Home | | Latest | About | Random
# 03a Further understanding: Equivalence relations.
We have encountered this notion of **row equivalence**, where we denote $$
A \stackrel{\text{row}}\sim B
$$if $A$ can be brought to become $B$ via a sequence of elementary row operations. Verbally we say "$A$ is row equivalent to $B$" when you see $A \stackrel{\text{row}}\sim B$.
And if you want to denote "$A$ is **not** row equivalent to $B$", you can write $A \stackrel{\text{row}}{\not\sim} B$ or $A\ \cancel{\stackrel{\text{row}}\sim} B$. Make the strike-through line clear enough to indicate it.
We make a few, perhaps, "obvious" observations here:
- (1) For any matrix $A$, we have $A \stackrel{\text{row}}\sim A$.
- Indeed, if we just scale a row by $1$, we get the original matrix back.
- (2) For any two matrices $A$ and $B$, if $A \stackrel{\text{row}}\sim B$, then $B \stackrel{\text{row}}\sim A$.
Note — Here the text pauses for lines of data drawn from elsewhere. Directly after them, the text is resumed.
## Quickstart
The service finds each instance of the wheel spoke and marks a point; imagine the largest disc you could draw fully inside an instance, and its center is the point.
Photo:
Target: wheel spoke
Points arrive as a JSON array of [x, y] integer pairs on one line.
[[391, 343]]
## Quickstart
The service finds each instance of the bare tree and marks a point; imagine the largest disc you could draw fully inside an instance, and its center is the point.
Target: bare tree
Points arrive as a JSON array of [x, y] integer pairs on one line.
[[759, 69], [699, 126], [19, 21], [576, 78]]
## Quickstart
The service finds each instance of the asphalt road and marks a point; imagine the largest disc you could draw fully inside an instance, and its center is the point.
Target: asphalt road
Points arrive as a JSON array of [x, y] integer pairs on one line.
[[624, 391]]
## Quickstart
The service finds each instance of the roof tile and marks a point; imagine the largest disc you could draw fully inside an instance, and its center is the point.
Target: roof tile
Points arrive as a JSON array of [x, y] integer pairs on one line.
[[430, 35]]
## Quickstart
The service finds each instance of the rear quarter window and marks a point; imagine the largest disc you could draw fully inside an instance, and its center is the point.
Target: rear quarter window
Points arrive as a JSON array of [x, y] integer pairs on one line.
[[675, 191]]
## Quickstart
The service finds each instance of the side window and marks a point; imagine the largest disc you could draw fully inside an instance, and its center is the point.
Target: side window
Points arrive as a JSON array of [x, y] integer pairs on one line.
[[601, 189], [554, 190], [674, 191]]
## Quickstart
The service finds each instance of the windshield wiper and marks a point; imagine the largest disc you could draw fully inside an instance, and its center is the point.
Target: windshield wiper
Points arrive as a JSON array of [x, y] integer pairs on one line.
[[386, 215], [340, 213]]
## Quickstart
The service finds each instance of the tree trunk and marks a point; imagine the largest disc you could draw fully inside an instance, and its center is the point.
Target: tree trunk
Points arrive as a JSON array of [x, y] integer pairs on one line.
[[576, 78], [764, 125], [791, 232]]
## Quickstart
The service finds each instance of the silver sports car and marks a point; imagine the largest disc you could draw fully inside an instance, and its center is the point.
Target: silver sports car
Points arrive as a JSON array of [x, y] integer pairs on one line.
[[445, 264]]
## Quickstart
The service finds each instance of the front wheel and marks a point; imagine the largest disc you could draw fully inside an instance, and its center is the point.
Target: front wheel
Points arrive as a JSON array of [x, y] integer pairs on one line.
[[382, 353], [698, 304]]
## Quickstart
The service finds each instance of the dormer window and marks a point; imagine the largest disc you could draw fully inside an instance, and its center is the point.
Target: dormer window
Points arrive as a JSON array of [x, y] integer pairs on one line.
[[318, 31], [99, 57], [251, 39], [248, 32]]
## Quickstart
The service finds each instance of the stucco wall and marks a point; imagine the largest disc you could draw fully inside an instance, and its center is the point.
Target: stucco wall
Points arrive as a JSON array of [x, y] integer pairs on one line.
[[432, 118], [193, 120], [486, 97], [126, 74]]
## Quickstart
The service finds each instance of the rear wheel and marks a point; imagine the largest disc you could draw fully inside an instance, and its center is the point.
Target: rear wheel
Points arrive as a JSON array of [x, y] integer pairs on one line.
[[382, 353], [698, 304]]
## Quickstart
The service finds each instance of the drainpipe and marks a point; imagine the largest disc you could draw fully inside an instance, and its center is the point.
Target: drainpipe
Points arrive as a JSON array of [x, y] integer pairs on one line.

- Indeed, since elementary row operations are all reversible, if we can bring $A$ to $B$ via a sequence of elementary row operations, then we can bring $B$ back to $A$ via a sequence of corresponding elementary row operations.
- (3) For three matrices $A,B,C$, if $A \stackrel{\text{row}}\sim B$ and $B \stackrel{\text{row}}\sim C$, then we have $A \stackrel{\text{row}}\sim C$.
- Indeed, if we can bring $A$ to $B$ via a sequence of elementary row operations, and $B$ to $C$ via a sequence of elementary row operations, then we can certainly bring $A$ to $C$ via a sequence of elementary row operations -- we just need to continue the operations from $B$!
Let us use some fancy words to describe these properties of $\stackrel{\text{row}}\sim$ on matrices:
- Since every matrix is row equivalent to itself, we say $\stackrel{\text{row}}\sim$ is **reflexive**.
- Since if $A \stackrel{\text{row}}\sim B$ implies $B \stackrel{\text{row}}\sim A$, we say $\stackrel{\text{row}}\sim$ is **symmetric**.
- And if $A \stackrel{\text{row}}\sim B$ and $B \stackrel{\text{row}}\sim C$, implies we have $A \stackrel{\text{row}}\sim C$, we say $\stackrel{\text{row}}\sim$ is **transitive**.
So $\stackrel{\text{row}}\sim$ is **reflexive**, **symmetric**, and **transitive**.
We now make some definitions.
We say $\sim$ is a **binary relation** on a collection of objects $X$ if for any two objects $a,b$ n $X$, either $a\sim b$ is true, or $a\sim b$ is false. In the case where $a\sim b$ is false, we write $a\not\sim b$. Essentially, $\sim$ is a function on an ordered pair $(a,b)$ of things from $X \times X$, and assigning to this ordered pair true or false.
And if a binary relation $\sim$ on a collection of objects $X$ is
- (1) reflexive, namely for any $a\in X$, we have $a\sim a$;
- (2) symmetric, namely for any $a,b \in X$, $a \sim b$ implies $b\sim a$; and
- (3) transitive, namely for any $a,b,c\in X$, if $a\sim b$ and $b\sim c$ then $a\sim c$,
then we say $\sim$ is an **equivalence relation** on this collection of objects.
So $\stackrel{\text{row}}\sim$ is an **equivalence relation** on matrices!
Before we think about why we might care, let us think about some relations that we know, and think about whether they are equivalence relations or not. Do you think $=$ on the real numbers is an equivalence relation? How about $<$ on the real numbers? What about the notion of geometric congruence of geometric figures on the plane?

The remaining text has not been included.